We’re getting a better idea of what Gov. Jay Inslee envisioned when he announced last month he would use his executive authority to impose a binding cap on carbon emissions in Washington.
And the bottom line is that by next summer many Washington businesses could face new limits with which they must comply.
Inslee sent a letter Thursday to the director of the Department of Ecology offering “some guidance and my expectations about how this program needs to work.”
Inslee doesn’t specify what industries he wants covered by the rule but he does note greenhouse gas emissions in Washington are generated mostly from energy production and use, manufacturing, and transportation. The latter he says is the largest contributor.
“I ask that you carefully assess what sectors and facilities should be covered by the rule in order to regulate the state’s largest contributors of carbon pollution to achieve the greatest emission reductions in an efficient and effective manner,” he wrote to director Maia Bellon.

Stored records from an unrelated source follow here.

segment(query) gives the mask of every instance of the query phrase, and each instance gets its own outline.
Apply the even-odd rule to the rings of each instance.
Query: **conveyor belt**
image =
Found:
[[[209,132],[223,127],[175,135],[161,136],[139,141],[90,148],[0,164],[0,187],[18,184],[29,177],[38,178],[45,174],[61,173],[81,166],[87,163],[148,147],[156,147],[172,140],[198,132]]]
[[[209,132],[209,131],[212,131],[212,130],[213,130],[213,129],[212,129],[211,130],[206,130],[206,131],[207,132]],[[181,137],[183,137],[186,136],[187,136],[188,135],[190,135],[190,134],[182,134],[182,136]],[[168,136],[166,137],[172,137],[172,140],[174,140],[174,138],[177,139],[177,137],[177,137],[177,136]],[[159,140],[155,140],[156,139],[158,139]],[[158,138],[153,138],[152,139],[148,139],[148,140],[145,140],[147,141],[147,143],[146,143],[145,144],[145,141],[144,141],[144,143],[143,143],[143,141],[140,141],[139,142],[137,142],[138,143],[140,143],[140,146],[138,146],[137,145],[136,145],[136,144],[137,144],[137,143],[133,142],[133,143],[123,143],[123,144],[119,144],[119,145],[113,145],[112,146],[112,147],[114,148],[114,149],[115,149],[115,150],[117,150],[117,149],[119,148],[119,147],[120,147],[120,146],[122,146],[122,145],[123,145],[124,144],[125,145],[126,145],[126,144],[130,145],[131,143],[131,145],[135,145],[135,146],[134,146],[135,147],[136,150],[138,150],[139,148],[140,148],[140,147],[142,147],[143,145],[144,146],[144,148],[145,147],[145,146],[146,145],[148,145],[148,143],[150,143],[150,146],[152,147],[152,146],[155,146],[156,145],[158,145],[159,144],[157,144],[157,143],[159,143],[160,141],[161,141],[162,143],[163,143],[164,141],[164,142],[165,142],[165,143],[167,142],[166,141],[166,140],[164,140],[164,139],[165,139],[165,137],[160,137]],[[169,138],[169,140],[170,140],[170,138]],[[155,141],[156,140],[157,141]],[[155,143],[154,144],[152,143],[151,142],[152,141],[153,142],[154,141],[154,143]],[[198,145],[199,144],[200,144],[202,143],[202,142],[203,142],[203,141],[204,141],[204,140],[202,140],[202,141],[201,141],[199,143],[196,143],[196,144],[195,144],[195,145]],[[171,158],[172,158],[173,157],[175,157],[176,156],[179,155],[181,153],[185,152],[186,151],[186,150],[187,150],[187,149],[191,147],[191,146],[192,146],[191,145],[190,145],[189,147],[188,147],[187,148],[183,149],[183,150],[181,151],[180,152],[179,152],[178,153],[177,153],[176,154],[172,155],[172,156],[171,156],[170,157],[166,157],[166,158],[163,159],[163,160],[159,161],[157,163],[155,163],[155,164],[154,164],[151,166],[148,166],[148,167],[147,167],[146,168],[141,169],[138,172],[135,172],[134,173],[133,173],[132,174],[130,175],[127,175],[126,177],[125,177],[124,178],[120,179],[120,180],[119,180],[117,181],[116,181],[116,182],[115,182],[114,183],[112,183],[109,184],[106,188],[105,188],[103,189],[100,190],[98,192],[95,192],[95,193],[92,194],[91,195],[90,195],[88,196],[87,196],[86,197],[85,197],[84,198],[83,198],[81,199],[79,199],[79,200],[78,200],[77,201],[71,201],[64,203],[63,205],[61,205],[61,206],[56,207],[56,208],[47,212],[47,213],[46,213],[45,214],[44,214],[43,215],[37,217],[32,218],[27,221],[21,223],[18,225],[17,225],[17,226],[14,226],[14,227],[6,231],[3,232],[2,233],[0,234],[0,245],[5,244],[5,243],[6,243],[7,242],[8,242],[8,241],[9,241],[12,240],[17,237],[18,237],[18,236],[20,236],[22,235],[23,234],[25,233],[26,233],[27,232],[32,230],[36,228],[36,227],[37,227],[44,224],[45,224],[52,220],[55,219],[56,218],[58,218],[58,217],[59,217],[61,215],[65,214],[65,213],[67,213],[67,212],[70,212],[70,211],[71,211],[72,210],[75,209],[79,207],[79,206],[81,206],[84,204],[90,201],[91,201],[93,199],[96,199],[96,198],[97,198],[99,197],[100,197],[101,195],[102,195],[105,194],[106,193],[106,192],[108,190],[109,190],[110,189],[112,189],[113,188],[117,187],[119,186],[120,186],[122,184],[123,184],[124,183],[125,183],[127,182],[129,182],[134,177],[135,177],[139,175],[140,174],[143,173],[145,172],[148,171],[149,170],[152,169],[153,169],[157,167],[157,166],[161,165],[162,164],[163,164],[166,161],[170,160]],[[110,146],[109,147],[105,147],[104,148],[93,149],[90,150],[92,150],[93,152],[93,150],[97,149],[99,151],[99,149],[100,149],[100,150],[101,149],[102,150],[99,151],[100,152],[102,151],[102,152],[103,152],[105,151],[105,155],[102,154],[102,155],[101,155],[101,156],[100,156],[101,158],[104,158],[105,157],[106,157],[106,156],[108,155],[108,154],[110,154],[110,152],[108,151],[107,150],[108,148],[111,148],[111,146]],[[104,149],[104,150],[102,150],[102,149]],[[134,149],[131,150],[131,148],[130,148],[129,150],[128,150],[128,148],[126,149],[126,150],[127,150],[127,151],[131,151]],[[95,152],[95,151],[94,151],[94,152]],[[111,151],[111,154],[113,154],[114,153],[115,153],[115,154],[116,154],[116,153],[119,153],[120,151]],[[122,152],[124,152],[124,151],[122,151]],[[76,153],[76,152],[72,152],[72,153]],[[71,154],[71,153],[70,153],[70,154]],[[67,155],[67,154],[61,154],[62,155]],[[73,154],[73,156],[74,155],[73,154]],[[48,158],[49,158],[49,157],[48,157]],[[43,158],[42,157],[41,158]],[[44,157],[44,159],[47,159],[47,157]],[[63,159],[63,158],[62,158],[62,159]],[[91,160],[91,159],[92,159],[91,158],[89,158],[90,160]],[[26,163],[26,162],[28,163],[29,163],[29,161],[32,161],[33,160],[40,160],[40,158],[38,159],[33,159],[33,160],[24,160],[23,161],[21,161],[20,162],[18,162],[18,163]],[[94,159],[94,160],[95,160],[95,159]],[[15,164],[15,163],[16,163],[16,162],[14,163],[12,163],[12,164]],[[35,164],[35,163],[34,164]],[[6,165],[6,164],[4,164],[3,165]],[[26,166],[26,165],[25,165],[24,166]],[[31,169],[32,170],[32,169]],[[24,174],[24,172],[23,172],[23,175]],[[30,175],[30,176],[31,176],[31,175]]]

Of critical importance to him is the cap must decline over time in order to help the state meet reduction targets set by the Legislature in 2007. And he said those entities covered by the rule must “have a variety of compliance options available to them in order to keep compliance costs low.”
He also expressed his desire to see a draft rule out in January and adoption next summer.
“I believe a disciplined and focused effort can result in a final rule adoption by summer 2016 and ask that you do everything possible to achieve that timeline,” he wrote.
That is an aggressive timetable.
The state spent nearly three years drafting and debating new water quality rules tied to the amount fish people consume before Inslee decided last month to not enact the changes.